Die Bandbreite kinderpornographischer Inhalte ist groß. Sie reicht von heimlich hergestellten Bildern der Genitalien oder des unbekleideten Gesäßes von Kindern sowie dem Posieren sogar bekleideter Kinder bis hin zu Darstellungen schwerster sexualisierter Gewalt gegen Kinder.
§ 184b StGB sieht in seiner derzeit geltenden Fassung für die massenhafte Zurverfügungstellung von Bildern (also Verbreitung) kinderpornographischer Inhalte an eine unbeschränkte Personenanzahl (ggf. einer Abbildung des schweren sexuellen Missbrauchs an einem Kleinkind) trotz evident divergierenden Unrechts indes dieselbe Mindeststrafandrohung wie für den Besitz eines einzelnen Bildes, auf dem ein Kind (von zum Beispiel 13 Jahren) beispielsweise „lediglich“ in unnatürlich geschlechtsbezogener Körperhaltung posiert, vor.
Auch ein nicht rechtzeitiges Löschen eines für den Empfänger ungewollt übersandten kinderpornographischen Bildes (etwa in einer WhatsApp-Gruppe) lässt sich nicht mit der gezielten Suche und dem bewussten Download kinderpornographischer Bilder im Internet vergleichen.
Wertungswidersprüche werden auch deutlich, wenn man das Verhaltens- und Erfolgsunrecht mit anderen Tatbeständen des 13. Abschnitts des Strafgesetzbuches sowie ganz grundsätzlich mit Verbrechenstatbeständen vergleicht.

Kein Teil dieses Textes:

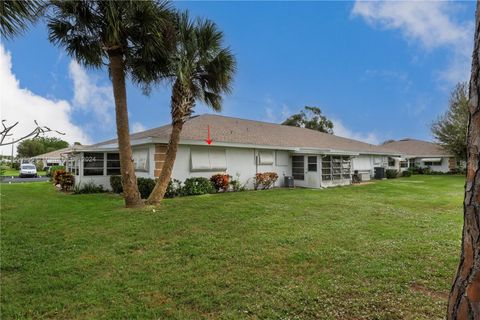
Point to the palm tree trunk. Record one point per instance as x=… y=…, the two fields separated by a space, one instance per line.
x=162 y=183
x=464 y=299
x=129 y=179
x=182 y=104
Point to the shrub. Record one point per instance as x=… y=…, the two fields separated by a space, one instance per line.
x=66 y=180
x=57 y=175
x=197 y=186
x=51 y=171
x=427 y=170
x=265 y=180
x=39 y=165
x=406 y=173
x=391 y=173
x=116 y=184
x=145 y=186
x=236 y=185
x=89 y=187
x=174 y=189
x=220 y=181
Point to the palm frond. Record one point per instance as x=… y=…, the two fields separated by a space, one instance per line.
x=17 y=15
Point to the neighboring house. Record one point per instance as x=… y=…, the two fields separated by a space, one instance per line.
x=241 y=148
x=418 y=153
x=53 y=158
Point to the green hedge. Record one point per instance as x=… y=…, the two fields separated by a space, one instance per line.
x=391 y=173
x=197 y=186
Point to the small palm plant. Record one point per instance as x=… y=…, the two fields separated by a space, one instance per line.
x=200 y=69
x=123 y=34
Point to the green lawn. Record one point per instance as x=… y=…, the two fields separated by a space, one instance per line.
x=14 y=173
x=385 y=250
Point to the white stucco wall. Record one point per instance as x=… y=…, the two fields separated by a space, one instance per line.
x=240 y=161
x=442 y=168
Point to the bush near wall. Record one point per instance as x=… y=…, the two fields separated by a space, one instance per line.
x=220 y=181
x=406 y=173
x=57 y=175
x=66 y=180
x=391 y=173
x=265 y=180
x=145 y=186
x=39 y=165
x=197 y=186
x=89 y=187
x=51 y=171
x=174 y=189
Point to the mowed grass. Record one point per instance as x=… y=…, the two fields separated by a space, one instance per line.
x=386 y=250
x=15 y=173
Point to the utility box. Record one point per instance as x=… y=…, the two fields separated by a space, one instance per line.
x=289 y=182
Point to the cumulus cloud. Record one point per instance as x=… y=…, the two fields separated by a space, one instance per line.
x=339 y=129
x=22 y=105
x=430 y=24
x=137 y=127
x=91 y=97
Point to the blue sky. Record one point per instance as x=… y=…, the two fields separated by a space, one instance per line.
x=380 y=70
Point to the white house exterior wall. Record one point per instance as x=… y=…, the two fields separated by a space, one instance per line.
x=442 y=168
x=240 y=161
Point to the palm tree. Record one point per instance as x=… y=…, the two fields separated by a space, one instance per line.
x=17 y=15
x=125 y=34
x=464 y=298
x=200 y=69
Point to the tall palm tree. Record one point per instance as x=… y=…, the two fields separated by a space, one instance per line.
x=464 y=298
x=124 y=34
x=200 y=69
x=17 y=15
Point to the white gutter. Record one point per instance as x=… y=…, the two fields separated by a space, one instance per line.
x=114 y=146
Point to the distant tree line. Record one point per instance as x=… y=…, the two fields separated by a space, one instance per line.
x=33 y=147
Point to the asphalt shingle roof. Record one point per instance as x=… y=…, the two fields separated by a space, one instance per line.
x=251 y=132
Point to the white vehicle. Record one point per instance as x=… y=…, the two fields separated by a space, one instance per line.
x=28 y=170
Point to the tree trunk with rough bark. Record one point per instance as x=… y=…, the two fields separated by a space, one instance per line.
x=182 y=105
x=127 y=169
x=464 y=299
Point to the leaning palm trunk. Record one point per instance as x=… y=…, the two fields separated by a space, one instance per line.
x=464 y=299
x=130 y=188
x=182 y=104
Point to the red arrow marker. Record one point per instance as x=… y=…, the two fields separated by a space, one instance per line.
x=209 y=141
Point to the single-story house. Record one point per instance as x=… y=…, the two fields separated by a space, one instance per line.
x=53 y=158
x=240 y=148
x=422 y=154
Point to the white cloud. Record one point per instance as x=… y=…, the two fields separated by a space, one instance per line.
x=90 y=97
x=340 y=130
x=22 y=105
x=137 y=127
x=428 y=23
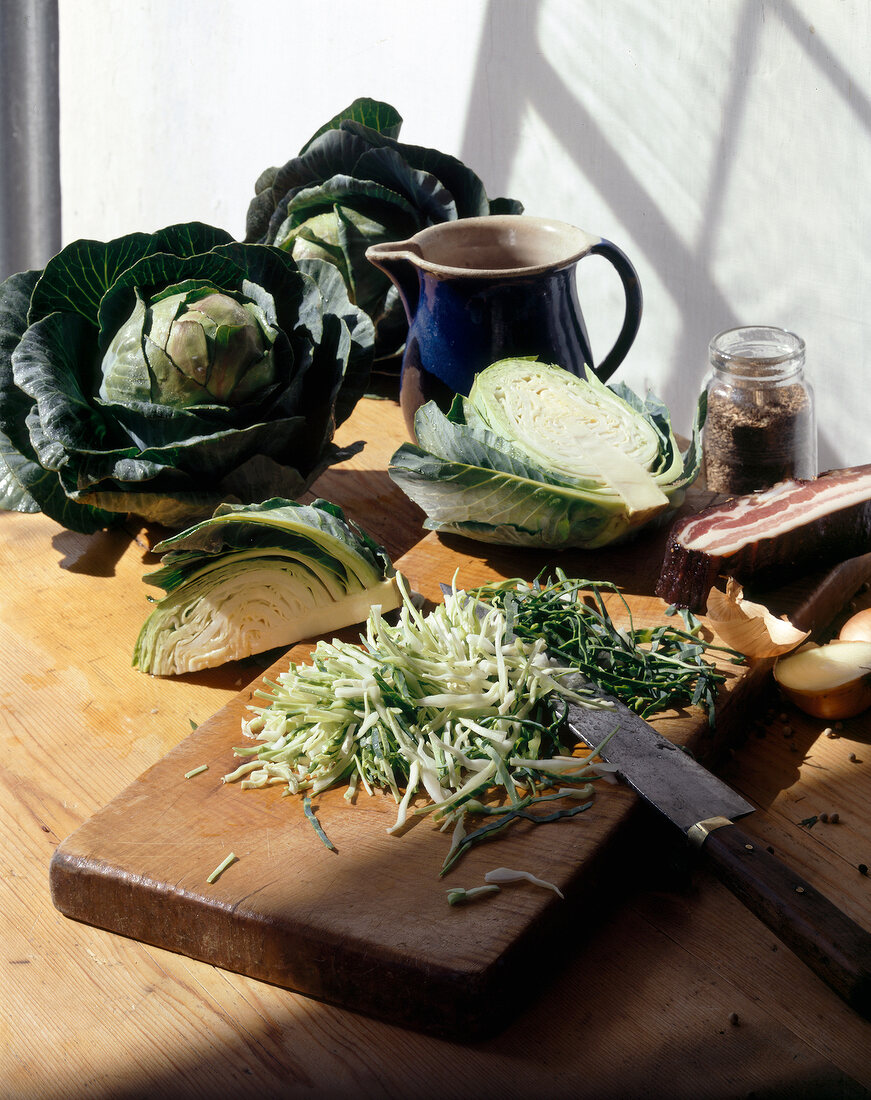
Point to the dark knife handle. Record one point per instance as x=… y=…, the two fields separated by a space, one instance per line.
x=833 y=945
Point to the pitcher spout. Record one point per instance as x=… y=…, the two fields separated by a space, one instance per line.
x=398 y=260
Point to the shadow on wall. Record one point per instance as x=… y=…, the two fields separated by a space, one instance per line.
x=513 y=67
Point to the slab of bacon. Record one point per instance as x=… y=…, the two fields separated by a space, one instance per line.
x=770 y=536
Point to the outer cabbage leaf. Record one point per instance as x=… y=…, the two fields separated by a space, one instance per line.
x=89 y=432
x=482 y=471
x=256 y=578
x=352 y=185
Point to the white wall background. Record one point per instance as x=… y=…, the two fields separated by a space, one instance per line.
x=723 y=144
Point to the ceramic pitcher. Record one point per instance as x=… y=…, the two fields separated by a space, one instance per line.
x=480 y=289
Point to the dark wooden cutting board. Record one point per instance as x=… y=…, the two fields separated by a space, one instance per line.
x=368 y=926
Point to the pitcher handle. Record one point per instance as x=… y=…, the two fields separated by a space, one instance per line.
x=634 y=306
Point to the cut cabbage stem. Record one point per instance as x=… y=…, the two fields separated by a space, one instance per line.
x=830 y=681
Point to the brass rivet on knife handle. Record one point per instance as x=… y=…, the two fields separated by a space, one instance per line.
x=698 y=833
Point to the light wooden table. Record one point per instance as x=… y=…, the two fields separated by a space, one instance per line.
x=674 y=990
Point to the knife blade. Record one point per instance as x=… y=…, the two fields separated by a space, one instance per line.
x=705 y=810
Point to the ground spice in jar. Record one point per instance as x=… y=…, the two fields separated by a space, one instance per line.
x=760 y=426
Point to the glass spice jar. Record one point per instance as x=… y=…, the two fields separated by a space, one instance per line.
x=760 y=427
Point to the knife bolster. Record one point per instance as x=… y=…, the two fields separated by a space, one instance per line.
x=698 y=833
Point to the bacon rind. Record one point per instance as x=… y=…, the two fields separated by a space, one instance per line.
x=687 y=575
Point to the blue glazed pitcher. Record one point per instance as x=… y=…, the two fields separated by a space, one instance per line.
x=480 y=289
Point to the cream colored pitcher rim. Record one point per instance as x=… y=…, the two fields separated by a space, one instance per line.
x=577 y=244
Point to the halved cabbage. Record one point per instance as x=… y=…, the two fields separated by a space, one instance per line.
x=255 y=578
x=538 y=457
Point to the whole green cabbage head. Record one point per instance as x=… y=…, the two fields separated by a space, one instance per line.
x=538 y=457
x=353 y=185
x=196 y=347
x=158 y=375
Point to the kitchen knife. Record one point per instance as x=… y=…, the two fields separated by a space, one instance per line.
x=704 y=809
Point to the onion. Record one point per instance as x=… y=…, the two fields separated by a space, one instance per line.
x=857 y=628
x=750 y=628
x=830 y=681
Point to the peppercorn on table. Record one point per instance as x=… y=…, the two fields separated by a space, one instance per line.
x=663 y=986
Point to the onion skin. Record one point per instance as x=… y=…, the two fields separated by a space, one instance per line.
x=857 y=628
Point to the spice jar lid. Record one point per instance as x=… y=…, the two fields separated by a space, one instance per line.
x=757 y=351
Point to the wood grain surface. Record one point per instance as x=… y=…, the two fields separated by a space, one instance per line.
x=663 y=985
x=323 y=923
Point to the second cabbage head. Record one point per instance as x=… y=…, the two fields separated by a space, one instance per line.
x=538 y=457
x=162 y=374
x=352 y=185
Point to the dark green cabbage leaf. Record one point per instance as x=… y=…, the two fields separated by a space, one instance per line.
x=352 y=185
x=158 y=375
x=256 y=578
x=536 y=457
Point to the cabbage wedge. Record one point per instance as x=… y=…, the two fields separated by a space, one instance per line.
x=254 y=578
x=538 y=457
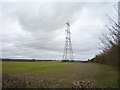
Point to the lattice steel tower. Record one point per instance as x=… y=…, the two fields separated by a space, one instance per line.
x=68 y=52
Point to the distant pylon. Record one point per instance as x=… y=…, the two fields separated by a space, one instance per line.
x=68 y=52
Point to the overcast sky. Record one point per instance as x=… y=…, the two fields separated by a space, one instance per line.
x=37 y=30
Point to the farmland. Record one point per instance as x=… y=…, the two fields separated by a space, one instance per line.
x=57 y=74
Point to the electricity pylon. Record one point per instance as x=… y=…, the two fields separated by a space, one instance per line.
x=68 y=52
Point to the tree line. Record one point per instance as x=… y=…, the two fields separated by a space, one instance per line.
x=110 y=44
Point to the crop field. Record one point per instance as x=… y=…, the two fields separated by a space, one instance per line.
x=58 y=75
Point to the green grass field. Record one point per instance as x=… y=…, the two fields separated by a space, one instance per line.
x=57 y=74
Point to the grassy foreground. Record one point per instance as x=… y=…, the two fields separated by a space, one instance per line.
x=57 y=74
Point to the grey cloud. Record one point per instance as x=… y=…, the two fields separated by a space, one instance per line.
x=36 y=30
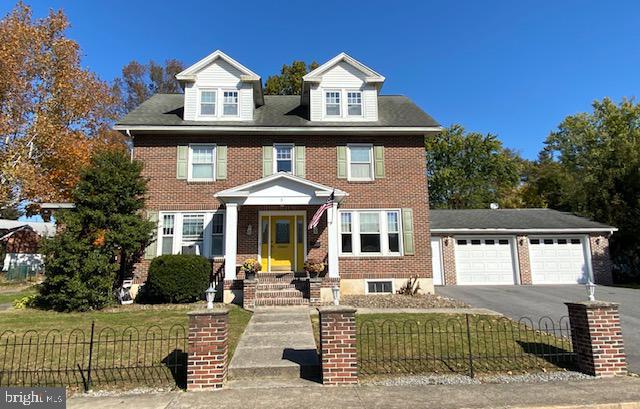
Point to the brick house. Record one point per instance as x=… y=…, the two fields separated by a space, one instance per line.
x=234 y=174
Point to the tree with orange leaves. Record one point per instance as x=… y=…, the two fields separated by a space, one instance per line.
x=54 y=114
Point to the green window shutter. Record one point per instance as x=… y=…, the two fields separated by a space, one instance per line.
x=181 y=169
x=378 y=161
x=150 y=251
x=299 y=152
x=221 y=162
x=342 y=162
x=267 y=160
x=407 y=232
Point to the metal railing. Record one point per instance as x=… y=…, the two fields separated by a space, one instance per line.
x=467 y=344
x=150 y=356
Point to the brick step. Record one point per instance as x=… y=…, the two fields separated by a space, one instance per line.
x=281 y=301
x=292 y=293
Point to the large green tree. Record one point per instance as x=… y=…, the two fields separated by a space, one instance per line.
x=469 y=169
x=101 y=238
x=289 y=82
x=597 y=159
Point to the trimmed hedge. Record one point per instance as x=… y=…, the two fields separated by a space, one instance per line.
x=177 y=278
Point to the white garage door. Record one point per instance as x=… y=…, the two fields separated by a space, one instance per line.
x=558 y=260
x=484 y=261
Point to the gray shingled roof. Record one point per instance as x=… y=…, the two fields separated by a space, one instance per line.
x=278 y=110
x=513 y=219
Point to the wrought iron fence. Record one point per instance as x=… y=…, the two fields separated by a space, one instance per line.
x=102 y=357
x=468 y=344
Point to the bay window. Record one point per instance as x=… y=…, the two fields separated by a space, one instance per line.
x=370 y=232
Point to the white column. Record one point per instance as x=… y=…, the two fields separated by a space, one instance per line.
x=231 y=240
x=332 y=226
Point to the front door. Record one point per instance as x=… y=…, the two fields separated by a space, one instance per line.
x=282 y=243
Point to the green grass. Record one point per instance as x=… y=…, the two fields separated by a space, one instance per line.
x=122 y=356
x=439 y=343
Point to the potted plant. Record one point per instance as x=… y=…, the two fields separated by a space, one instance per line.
x=250 y=267
x=313 y=267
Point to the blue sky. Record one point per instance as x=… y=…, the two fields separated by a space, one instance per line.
x=513 y=68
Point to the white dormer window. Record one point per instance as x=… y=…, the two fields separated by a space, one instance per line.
x=207 y=102
x=332 y=103
x=230 y=104
x=354 y=103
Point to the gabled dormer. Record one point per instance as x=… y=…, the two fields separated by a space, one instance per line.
x=342 y=89
x=218 y=88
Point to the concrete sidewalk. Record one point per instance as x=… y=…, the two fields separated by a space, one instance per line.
x=601 y=394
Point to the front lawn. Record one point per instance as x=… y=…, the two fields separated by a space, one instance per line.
x=441 y=343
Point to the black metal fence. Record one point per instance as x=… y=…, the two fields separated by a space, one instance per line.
x=469 y=344
x=103 y=357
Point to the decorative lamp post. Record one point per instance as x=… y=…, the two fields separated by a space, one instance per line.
x=591 y=290
x=336 y=294
x=210 y=294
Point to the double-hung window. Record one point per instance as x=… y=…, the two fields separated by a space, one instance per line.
x=332 y=103
x=230 y=103
x=360 y=162
x=370 y=232
x=354 y=103
x=208 y=102
x=202 y=162
x=284 y=158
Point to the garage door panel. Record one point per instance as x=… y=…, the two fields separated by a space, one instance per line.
x=484 y=261
x=557 y=260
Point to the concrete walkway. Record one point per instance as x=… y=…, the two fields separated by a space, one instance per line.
x=277 y=343
x=594 y=394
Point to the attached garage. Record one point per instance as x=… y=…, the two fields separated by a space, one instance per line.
x=518 y=246
x=484 y=260
x=559 y=260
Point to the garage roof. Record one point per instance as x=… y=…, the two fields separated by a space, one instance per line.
x=525 y=220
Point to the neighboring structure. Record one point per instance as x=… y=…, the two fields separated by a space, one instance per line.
x=234 y=174
x=20 y=243
x=518 y=246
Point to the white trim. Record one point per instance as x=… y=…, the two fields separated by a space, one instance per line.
x=514 y=231
x=190 y=177
x=333 y=130
x=295 y=214
x=189 y=73
x=376 y=280
x=384 y=233
x=371 y=160
x=293 y=157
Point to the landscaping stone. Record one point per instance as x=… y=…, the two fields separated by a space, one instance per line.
x=401 y=301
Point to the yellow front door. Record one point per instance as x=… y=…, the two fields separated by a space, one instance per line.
x=282 y=239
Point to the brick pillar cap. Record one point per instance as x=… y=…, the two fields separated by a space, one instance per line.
x=336 y=309
x=592 y=304
x=217 y=310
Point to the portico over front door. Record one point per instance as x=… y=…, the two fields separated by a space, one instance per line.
x=282 y=244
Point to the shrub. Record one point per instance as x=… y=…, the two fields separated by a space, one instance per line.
x=179 y=278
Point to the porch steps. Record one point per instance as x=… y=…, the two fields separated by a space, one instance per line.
x=278 y=344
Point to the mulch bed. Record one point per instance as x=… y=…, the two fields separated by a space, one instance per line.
x=401 y=301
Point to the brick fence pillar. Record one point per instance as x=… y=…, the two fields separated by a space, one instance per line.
x=208 y=349
x=597 y=338
x=315 y=284
x=524 y=264
x=338 y=353
x=249 y=288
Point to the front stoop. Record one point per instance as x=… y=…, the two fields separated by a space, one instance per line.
x=278 y=344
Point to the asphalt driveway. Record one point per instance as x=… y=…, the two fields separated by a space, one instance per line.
x=537 y=301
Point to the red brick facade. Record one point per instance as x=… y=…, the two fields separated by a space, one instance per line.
x=404 y=186
x=597 y=338
x=338 y=352
x=208 y=349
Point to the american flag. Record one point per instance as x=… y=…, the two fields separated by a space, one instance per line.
x=316 y=217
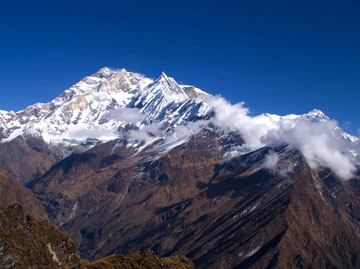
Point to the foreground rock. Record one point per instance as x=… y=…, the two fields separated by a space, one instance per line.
x=11 y=191
x=29 y=243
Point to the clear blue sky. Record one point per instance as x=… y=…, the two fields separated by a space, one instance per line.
x=278 y=56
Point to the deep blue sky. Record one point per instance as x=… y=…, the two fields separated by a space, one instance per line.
x=278 y=56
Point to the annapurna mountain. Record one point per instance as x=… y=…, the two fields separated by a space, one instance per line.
x=122 y=162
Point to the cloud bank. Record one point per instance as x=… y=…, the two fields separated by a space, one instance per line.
x=314 y=139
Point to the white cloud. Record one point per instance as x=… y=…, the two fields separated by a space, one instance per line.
x=313 y=139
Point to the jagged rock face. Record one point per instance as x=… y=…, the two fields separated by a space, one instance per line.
x=13 y=192
x=26 y=159
x=221 y=214
x=29 y=243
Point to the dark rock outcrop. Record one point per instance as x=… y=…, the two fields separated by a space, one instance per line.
x=29 y=243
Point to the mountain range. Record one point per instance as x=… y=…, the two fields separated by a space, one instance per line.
x=122 y=162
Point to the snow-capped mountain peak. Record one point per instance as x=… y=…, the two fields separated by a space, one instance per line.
x=317 y=115
x=112 y=104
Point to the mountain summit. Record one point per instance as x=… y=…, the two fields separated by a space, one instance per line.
x=117 y=104
x=122 y=162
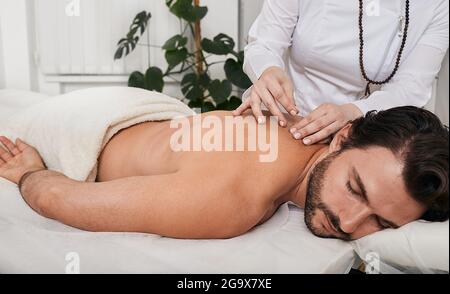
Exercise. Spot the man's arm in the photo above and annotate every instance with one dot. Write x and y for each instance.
(173, 205)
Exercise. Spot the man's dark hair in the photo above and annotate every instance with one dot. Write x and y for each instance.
(420, 140)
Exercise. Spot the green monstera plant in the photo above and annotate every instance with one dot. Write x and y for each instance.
(187, 54)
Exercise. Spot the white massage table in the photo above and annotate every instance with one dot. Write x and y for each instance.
(30, 243)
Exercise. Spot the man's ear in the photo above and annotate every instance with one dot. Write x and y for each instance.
(339, 138)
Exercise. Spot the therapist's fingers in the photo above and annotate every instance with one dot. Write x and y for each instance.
(243, 107)
(255, 104)
(4, 154)
(323, 135)
(289, 104)
(270, 103)
(313, 116)
(314, 127)
(10, 146)
(280, 95)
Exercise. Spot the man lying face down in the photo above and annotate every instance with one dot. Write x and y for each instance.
(381, 171)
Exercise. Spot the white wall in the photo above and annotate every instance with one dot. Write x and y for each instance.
(249, 10)
(442, 101)
(2, 69)
(16, 47)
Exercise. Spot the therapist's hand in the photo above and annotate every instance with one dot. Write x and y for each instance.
(18, 159)
(323, 122)
(273, 86)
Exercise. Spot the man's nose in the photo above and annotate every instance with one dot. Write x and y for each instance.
(352, 218)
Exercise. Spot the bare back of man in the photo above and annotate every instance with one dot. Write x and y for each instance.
(145, 150)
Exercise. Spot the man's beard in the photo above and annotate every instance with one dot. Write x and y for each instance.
(314, 201)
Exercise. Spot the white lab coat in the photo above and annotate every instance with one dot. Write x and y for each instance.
(317, 43)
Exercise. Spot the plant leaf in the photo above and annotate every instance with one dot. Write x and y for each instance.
(220, 91)
(175, 57)
(154, 79)
(176, 42)
(191, 88)
(129, 43)
(236, 75)
(136, 80)
(221, 45)
(185, 10)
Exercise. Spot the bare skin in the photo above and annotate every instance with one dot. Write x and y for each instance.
(143, 186)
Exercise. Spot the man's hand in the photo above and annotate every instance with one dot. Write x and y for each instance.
(18, 159)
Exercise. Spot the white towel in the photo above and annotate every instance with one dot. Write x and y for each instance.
(71, 130)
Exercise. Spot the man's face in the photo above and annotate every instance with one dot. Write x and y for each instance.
(357, 192)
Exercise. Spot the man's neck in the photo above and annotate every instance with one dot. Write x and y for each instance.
(298, 195)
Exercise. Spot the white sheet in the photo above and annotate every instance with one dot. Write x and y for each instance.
(30, 243)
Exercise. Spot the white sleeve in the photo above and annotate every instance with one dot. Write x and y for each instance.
(270, 36)
(413, 83)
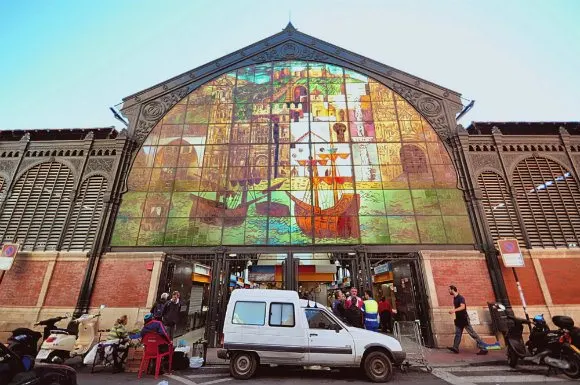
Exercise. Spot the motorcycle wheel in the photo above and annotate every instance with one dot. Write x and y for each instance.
(512, 358)
(574, 370)
(55, 357)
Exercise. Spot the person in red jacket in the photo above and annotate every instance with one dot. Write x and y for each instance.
(154, 326)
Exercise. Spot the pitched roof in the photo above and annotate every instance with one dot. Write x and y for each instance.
(46, 134)
(523, 128)
(289, 44)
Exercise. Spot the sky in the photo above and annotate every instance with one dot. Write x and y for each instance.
(64, 63)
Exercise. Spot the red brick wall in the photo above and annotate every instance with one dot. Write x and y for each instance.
(121, 283)
(64, 287)
(563, 279)
(469, 275)
(22, 283)
(528, 280)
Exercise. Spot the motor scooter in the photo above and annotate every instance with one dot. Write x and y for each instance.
(570, 344)
(76, 340)
(544, 347)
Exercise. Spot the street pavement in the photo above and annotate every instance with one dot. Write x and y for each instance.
(455, 375)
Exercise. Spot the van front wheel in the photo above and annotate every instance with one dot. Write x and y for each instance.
(378, 367)
(243, 365)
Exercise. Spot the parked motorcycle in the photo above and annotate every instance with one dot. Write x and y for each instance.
(570, 348)
(50, 325)
(544, 346)
(13, 370)
(75, 340)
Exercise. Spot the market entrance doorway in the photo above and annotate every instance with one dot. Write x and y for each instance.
(399, 279)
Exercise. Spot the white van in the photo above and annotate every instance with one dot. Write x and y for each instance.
(264, 327)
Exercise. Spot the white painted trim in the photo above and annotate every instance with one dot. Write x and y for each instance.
(431, 288)
(155, 276)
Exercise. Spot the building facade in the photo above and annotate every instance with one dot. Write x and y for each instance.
(292, 163)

Die undifferenzierte Einstufung von Tathandlungen nach § 184b StGB als Verbrechen hat zur Folge, dass für den Besitz eines einzelnen kinderpornographischen Bildes, welches das Posieren eines bekleideten Kindes zum Gegenstand hat, dieselbe Mindeststrafe gilt wie im Falle des sexuellen Missbrauchs von Kindern mit Körperkontakt (§ 176 StGB). Die Mindeststrafen für sexuellen Missbrauch von Kindern ohne Körperkontakt mit dem Kind (§ 176a Abs. 1 StGB: Freiheitsstrafe von sechs Monaten) und für die Vorbereitung des sexuellen Missbrauch von Kindern (§ 176b Abs. 1 StGB: Freiheitsstrafe von drei Monaten) liegen im Grundtatbestand deutlich unter der Mindeststrafandrohung für den Besitz eines einzelnen kinderpornographischen Bildes, obwohl die Täter bei diesen zum Vergleich herangezogenen Straftatbeständen mit den Betroffenen bereits in Interaktion getreten und die Tatfolgen regelmäßig deutlich schwerwiegender sind. Auch im Hinblick auf Straftatbestände wie etwa die gefährliche Körperverletzung (Mindeststrafe: sechs Monate Freiheitsstrafe), die Misshandlung von Schutzbefohlenen (ebenfalls Mindeststrafe von sechs Monaten Freiheitsstrafe) werden Wertungswidersprüche deutlich.
Aus Sicht des Deutschen Richterbundes wäre es – ungeachtet der Entscheidung des Bundesverfassungsgerichts in dem Verfahren 2 BvL 3/23 – aus den vorbezeichneten Gründen wünschenswert, wenn der Gesetzgeber die Tatbestände des § 184b Abs. 1 StGB wieder zu einem Vergehen herabstufen und die Mindeststrafe in § 184b Abs. 3 StGB unter Berücksichtigung der breiten Palette möglichen Handlungsunrechts auf unter ein Jahr Freiheitsstrafe festlegen würde.